RiPPMiner-Genome

DATASET

The current version of RiPPMiner-Genome has been developed using a dataset of 259 experimentally characterized RiPP BGCs (106 lanthipeptides, 55 lassopeptides, 31 thiopeptides, 26 cyanobactins, 12 glycocins, 10 LAPs, 10 head-to-tail peptides, 6 linaridins and 3 bottromycins) for which genomic sequences as well as chemical structures of RiPP biosynthetic products are known. These 259 RiPPs with BGC information contain examples where multiple RiPPs are biosynthesized by a single BGC from different RiPP precursor peptides or different types of PTMs of a single precursor peptide, thus number of unique RiPP BGCs are 204. The sequence and chemical structure information from this dataset has been used for training and validation of the machine learning (ML) classifier and benchmarking the overall performance of cross-linked chemical structure prediction starting from genomic sequences. The dataset is available in spreadsheet format as Known_RiPPs_BGC.xlsx.

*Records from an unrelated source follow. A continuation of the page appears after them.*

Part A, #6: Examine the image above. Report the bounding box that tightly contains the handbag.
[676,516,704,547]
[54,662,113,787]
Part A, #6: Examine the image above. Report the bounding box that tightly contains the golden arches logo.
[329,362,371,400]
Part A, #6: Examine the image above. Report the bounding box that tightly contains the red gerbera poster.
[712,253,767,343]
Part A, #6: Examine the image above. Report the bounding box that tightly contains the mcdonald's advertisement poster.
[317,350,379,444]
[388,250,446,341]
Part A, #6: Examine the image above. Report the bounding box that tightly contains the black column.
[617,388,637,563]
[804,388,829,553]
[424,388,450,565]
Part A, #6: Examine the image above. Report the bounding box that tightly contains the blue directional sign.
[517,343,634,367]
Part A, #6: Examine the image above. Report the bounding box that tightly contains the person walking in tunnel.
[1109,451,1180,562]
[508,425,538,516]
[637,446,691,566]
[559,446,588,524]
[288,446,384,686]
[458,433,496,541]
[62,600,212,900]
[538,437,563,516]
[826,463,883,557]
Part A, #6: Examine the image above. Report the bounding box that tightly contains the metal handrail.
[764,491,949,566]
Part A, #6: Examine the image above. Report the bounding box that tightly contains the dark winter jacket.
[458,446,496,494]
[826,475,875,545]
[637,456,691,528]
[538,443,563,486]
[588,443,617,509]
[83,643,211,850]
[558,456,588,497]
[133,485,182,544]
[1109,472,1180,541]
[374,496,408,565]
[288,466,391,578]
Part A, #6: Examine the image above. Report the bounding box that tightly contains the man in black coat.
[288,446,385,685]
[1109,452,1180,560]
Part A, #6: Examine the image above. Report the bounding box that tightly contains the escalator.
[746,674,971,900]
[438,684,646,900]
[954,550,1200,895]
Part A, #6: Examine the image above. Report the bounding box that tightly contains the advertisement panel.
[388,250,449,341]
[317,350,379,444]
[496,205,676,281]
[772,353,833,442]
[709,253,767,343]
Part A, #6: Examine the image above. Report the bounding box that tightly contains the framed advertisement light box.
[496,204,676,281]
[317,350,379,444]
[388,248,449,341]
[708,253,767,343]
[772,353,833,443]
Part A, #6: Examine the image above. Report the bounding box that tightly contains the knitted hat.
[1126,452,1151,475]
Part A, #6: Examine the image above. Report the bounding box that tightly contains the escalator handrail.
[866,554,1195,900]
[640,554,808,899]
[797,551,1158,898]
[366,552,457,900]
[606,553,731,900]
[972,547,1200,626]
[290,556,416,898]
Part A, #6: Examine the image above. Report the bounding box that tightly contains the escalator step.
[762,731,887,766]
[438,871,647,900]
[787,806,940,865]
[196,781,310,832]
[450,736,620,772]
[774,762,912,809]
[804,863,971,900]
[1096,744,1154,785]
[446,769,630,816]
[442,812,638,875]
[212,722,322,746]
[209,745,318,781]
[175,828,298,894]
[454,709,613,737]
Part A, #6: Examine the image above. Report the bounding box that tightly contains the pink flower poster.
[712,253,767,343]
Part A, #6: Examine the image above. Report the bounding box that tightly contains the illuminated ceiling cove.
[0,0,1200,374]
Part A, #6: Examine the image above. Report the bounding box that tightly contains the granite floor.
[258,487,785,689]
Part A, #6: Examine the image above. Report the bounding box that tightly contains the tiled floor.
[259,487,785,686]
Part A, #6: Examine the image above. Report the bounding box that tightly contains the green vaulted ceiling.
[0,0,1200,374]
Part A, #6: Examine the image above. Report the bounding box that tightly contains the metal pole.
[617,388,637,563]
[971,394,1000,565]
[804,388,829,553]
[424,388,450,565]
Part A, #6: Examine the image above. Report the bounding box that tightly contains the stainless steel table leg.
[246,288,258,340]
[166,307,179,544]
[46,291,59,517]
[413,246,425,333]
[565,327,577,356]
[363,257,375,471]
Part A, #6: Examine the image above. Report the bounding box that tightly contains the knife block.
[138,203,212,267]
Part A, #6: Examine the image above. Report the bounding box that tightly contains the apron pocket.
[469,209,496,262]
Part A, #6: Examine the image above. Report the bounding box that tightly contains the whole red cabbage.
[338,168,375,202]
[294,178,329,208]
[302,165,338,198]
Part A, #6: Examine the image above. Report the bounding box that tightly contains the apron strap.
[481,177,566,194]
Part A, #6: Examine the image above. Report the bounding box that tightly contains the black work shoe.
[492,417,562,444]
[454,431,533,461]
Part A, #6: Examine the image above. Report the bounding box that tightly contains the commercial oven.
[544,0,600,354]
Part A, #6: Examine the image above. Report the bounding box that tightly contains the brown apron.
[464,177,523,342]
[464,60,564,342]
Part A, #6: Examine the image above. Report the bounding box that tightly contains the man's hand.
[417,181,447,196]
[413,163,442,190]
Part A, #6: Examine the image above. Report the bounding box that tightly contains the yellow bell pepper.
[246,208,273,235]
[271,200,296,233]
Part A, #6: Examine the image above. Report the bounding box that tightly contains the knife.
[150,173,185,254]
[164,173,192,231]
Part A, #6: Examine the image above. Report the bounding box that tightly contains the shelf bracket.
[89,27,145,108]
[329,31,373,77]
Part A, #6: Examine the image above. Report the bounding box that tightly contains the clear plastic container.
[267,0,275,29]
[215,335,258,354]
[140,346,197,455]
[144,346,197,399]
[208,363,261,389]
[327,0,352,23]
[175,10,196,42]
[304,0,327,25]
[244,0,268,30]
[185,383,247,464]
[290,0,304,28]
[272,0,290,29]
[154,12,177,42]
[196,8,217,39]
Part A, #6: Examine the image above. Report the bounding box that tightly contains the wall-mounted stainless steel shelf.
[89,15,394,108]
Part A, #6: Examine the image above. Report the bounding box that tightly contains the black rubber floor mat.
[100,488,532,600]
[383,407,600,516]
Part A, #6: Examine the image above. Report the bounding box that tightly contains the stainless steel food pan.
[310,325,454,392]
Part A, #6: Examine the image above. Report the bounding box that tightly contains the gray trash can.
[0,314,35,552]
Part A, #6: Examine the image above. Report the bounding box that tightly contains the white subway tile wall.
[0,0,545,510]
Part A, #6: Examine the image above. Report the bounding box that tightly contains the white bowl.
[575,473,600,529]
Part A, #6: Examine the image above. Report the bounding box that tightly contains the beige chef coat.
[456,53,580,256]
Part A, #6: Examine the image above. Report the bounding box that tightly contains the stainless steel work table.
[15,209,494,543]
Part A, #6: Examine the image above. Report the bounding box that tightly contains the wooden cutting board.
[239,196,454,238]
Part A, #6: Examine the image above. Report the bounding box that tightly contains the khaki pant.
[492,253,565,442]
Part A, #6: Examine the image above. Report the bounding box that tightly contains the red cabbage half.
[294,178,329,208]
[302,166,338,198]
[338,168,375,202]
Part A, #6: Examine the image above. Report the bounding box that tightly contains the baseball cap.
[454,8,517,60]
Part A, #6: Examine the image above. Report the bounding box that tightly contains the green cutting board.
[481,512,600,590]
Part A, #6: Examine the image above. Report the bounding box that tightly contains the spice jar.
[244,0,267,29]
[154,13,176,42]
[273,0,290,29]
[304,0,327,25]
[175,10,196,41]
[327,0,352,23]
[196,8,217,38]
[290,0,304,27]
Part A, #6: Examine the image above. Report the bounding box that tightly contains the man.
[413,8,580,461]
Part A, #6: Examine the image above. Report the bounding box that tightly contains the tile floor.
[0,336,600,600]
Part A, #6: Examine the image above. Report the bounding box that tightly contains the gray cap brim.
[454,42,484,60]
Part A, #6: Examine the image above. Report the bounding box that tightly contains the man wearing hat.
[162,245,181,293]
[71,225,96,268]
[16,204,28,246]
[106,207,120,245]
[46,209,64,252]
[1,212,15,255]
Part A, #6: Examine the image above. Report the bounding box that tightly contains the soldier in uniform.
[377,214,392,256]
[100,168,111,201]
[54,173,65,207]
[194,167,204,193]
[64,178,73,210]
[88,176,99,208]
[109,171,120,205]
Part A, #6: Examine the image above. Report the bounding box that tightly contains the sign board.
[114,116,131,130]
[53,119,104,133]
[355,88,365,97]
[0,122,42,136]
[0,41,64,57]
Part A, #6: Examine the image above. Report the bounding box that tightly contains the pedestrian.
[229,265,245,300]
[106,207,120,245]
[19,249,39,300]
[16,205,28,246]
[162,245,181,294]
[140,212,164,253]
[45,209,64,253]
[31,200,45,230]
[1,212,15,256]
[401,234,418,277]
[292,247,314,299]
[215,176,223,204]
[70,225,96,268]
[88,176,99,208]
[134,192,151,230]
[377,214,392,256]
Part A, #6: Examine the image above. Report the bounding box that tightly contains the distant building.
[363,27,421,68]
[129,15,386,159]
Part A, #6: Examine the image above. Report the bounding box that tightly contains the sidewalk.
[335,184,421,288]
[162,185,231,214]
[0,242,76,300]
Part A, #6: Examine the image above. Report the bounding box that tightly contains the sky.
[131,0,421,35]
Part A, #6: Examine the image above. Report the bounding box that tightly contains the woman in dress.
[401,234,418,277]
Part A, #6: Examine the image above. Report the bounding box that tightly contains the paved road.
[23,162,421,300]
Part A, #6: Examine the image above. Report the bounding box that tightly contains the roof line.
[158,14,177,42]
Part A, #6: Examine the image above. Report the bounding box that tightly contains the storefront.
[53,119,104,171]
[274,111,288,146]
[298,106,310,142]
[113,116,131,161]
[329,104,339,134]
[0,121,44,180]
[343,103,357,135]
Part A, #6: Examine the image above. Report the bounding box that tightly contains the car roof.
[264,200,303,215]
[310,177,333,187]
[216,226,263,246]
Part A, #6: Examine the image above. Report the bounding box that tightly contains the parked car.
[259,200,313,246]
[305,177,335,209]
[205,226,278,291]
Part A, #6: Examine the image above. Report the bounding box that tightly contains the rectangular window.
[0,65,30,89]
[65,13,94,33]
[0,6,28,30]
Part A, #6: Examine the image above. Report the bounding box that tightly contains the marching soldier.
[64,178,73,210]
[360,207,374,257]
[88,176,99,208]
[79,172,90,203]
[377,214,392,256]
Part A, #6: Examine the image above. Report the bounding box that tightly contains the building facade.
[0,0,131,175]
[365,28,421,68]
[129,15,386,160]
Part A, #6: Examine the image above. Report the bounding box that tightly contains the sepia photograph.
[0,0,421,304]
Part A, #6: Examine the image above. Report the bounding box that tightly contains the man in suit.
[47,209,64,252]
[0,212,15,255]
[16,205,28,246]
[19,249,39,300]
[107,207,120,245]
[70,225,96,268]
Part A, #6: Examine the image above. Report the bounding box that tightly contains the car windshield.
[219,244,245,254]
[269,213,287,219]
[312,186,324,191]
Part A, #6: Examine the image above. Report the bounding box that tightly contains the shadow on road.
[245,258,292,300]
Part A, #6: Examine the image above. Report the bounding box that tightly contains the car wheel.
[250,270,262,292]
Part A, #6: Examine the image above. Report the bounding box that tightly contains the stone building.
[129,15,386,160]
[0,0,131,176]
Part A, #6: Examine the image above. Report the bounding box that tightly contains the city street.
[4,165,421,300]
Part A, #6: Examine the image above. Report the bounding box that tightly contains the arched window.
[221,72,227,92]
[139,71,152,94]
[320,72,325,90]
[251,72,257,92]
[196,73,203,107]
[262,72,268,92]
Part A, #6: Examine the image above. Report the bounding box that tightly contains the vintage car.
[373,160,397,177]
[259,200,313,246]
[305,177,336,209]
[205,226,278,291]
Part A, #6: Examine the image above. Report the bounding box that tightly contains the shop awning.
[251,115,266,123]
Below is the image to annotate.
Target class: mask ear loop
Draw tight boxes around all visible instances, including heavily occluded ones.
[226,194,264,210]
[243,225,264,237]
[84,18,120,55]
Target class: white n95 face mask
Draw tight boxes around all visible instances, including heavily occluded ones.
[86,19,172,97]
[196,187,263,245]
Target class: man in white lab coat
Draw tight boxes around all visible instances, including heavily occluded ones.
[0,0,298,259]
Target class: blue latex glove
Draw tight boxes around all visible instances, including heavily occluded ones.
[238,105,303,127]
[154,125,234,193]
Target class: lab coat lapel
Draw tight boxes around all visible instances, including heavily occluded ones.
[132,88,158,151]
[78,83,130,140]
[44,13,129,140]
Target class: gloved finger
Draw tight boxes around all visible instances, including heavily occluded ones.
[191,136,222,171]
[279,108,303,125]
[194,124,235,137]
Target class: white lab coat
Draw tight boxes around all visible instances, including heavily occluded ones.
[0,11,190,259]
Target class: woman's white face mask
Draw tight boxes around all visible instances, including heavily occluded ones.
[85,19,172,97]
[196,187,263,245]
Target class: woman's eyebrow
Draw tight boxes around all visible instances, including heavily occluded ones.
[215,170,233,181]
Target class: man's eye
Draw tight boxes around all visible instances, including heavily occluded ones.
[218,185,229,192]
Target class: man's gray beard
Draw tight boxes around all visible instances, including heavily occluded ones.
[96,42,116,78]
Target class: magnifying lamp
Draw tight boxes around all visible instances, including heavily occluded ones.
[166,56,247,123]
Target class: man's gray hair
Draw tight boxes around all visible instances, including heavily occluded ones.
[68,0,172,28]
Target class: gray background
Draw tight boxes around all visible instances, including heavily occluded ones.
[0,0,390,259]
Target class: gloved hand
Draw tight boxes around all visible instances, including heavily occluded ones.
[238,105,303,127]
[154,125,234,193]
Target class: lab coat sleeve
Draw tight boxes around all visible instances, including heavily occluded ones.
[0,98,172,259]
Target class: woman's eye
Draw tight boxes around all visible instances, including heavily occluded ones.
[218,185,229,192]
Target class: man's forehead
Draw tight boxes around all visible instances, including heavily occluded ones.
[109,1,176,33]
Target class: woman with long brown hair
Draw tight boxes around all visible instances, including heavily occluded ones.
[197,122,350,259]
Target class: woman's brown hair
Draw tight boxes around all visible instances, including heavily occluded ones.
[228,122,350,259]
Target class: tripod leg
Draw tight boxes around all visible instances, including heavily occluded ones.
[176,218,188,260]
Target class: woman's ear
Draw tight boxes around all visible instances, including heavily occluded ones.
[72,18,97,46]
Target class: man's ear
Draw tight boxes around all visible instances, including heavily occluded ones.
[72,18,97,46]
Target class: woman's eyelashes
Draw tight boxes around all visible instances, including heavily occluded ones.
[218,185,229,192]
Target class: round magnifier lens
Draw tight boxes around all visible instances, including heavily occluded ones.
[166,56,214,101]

BENCHMARKING RESULTS FOR RiPPMINER-GENOME

Correct identification of RiPP BGC,modifying enzymes and prediction of RiPP class could be done in 98% of cases for 9 different RiPP families. In more than 89% of cases the correct precursor peptide could be identified by the machine learning approach for these 9 RiPP families. For four major RiPP families, RiPPMIner-Genome could rank the correct cleavage and cross-link pattern among top three predictions

Summary of benchmarking results for predictions of RiPP precursors

BENCHMARKING OF THE MACHINE LEARNING MODEL FOR PREDICTION OF THIOPEPTIDE CLEAVAGE

Benchmarking was carried out on the Thiopeptide dataset provided by Schwalen J. C. et al (PMID: 29983054) and the predictions were compared with those from RODEO.

Dataset	ROC-AUC
613 Thiopeptides(RODEO)	0.99

BENCHMARKING RESULTS FOR THIOPEPTIDE CROSS-LINK PREDICTION

Benchmarking was carried out on the exprerimentally characterized thiopeptides BGCs.

Method: Random Forest (RF)

Total	Positive Set	Negative Set	2-FOLD AUC	10-FOLD AUC
198	29	169	0.89	0.92

BENCHMARKING RESULTS FOR LANTHIPEPTIDE MODIFIED RESIDUES PREDICTION

Method: Support Vector Machine (SVM)

False Positive Rate (FPR %)	True Positive Rate (TPR %)
10	78

The Machine Learning (ML) Model was trained on 49 Lanthipeptides and was Tested on the remaining dataset of 49 Lanthipeptides in the Blind Test. The result shows here are the percent Accuracy for each of these 49 Lanthipeptides. The % Accuracy was calculated by counting the number of correctly predicted Modification States of Ser/Thr/Cys Residues by ML Model divided by total number of such residues present in the Core region of each Lanthipeptide. The average % Accuracy was 76%. The average % Accuracy was 76%.